CEO Sinegal and company Chairman Jeffrey Brotman haven't received a salary increase in six years, a period when shares of the nation's largest wholesale club operator rose 28.3 percent.

"The philosophy of the board, in terms of compensating executives, is that we are fairly paid, if not slightly underpaid, relative to other corporate peers," Richard Galanti, the company's chief financial officer and a director, said in an interview. "But that's OK. It's a fair wage, but not absurd."

"I think it sends a message to our employees that they don't see their CEO's name on the Top Five highest-paid people in the world," he said. "It's a positive message."

Not every board thinks the same way as Costco's, which angers J. Richard Finlay, founder of The Centre for Corporate & Public Governance in Toronto, which bills itself as North America's first independent think tank for corporate ethics.

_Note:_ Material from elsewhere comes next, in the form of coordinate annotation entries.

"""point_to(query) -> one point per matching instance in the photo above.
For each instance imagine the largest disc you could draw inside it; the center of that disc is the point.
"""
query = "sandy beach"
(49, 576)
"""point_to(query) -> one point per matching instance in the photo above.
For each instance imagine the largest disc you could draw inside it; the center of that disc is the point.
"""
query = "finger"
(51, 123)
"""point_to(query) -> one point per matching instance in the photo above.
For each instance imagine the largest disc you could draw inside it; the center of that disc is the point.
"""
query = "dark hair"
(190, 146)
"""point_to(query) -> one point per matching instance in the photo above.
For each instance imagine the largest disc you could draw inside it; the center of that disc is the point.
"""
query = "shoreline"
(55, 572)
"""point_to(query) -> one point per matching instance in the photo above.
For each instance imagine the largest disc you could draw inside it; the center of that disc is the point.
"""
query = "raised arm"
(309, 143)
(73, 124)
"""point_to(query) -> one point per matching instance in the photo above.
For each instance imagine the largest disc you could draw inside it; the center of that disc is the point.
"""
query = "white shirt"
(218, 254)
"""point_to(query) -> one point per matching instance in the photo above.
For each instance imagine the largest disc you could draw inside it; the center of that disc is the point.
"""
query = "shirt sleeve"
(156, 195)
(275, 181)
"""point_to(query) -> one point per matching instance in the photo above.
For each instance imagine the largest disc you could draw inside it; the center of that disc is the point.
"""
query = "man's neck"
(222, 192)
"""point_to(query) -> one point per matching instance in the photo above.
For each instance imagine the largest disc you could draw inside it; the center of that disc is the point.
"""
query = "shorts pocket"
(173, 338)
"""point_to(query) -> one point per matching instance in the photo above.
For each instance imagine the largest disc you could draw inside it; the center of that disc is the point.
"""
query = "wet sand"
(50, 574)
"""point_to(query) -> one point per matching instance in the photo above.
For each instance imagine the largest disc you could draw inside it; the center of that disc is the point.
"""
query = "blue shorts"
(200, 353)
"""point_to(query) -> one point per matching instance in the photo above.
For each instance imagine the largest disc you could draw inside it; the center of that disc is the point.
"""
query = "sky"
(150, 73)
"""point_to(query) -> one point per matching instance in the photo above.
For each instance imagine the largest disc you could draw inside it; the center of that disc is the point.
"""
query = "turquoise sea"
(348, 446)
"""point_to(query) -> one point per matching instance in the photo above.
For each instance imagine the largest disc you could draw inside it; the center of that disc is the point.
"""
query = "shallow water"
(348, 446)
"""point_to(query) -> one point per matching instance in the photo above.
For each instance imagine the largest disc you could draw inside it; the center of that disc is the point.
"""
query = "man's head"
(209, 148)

CEO pay isn't set by markets, Finlay said in an e-mail interview. Instead, it is "determined by a small clique of like-minded directors, most of whom are themselves past and current CEOs with a vested interest in perpetuating a failed, but to them, remarkably generous, system."

Billionaire investor Warren Buffett, the world's second richest man after Microsoft Corp. (MSFT) founder Bill Gates, doesn't go quite that far. But he did write in his annual letter to Berkshire Hathaway shareholders last year that "too often, executive compensation in the U.S. is ridiculously out of line with performance."

Some boards, apparently, are starting to agree. Harvard law professor Lucian Bebchuk, co-author of the book "Pay Without Performance," said board members have been calling him to talk about proposals he made this year at a handful of companies to give shareholders a louder voice on pay.

As a shareholder activist, he engaged three of them — American International Group Inc. (AIG), Bristol-Myers Squibb Co. (BMY) and Home Depot. All agreed that CEO compensation should be ratified by the entire board, not just the compensation committee.

"I did not expect boards to be so willing to make changes," he said.

The SEC's new disclosure rules also required companies to explain the thinking behind their CEO pay packages, describing, in detail, the goals they've set for executives in a section called compensation discussion and analysis.

John Wilcox, head of corporate governance at retirement system TIAA-CREF, which manages more than $410 billion, said his sense is that "some companies are backing into this process."

"Some have admitted, as they have gone through this process, that they have not had a compensation philosophy," he said.

The rules also mandate narratives, in plain English, explaining how pay decisions are reached. But a study of the disclosures by Clarity Communications found that most failed to meet readability standards many states require for insurance forms.

"It's a complex subject and that's really the question — Why is it so complex?" said Dominic Jones, Clarity's president.

"Why is it that a CEO gets compensated in such a discombobulating fashion when the average worker gets a paycheck and can tell immediately what it's about? ... If you're an investor and you get your (proxy) statement and it just goes on for pages and pages of the different methods used to pay the CEO, at some point you have to ask yourself why. 'Why don't I get all this?'"

Still, if the process around pay is inching its way toward something that looks more democratic, executive pay may be one area where gravity doesn't apply.

Said TIAA-CREF Wilcox: "Once it's up there, it's very hard to pull it down again."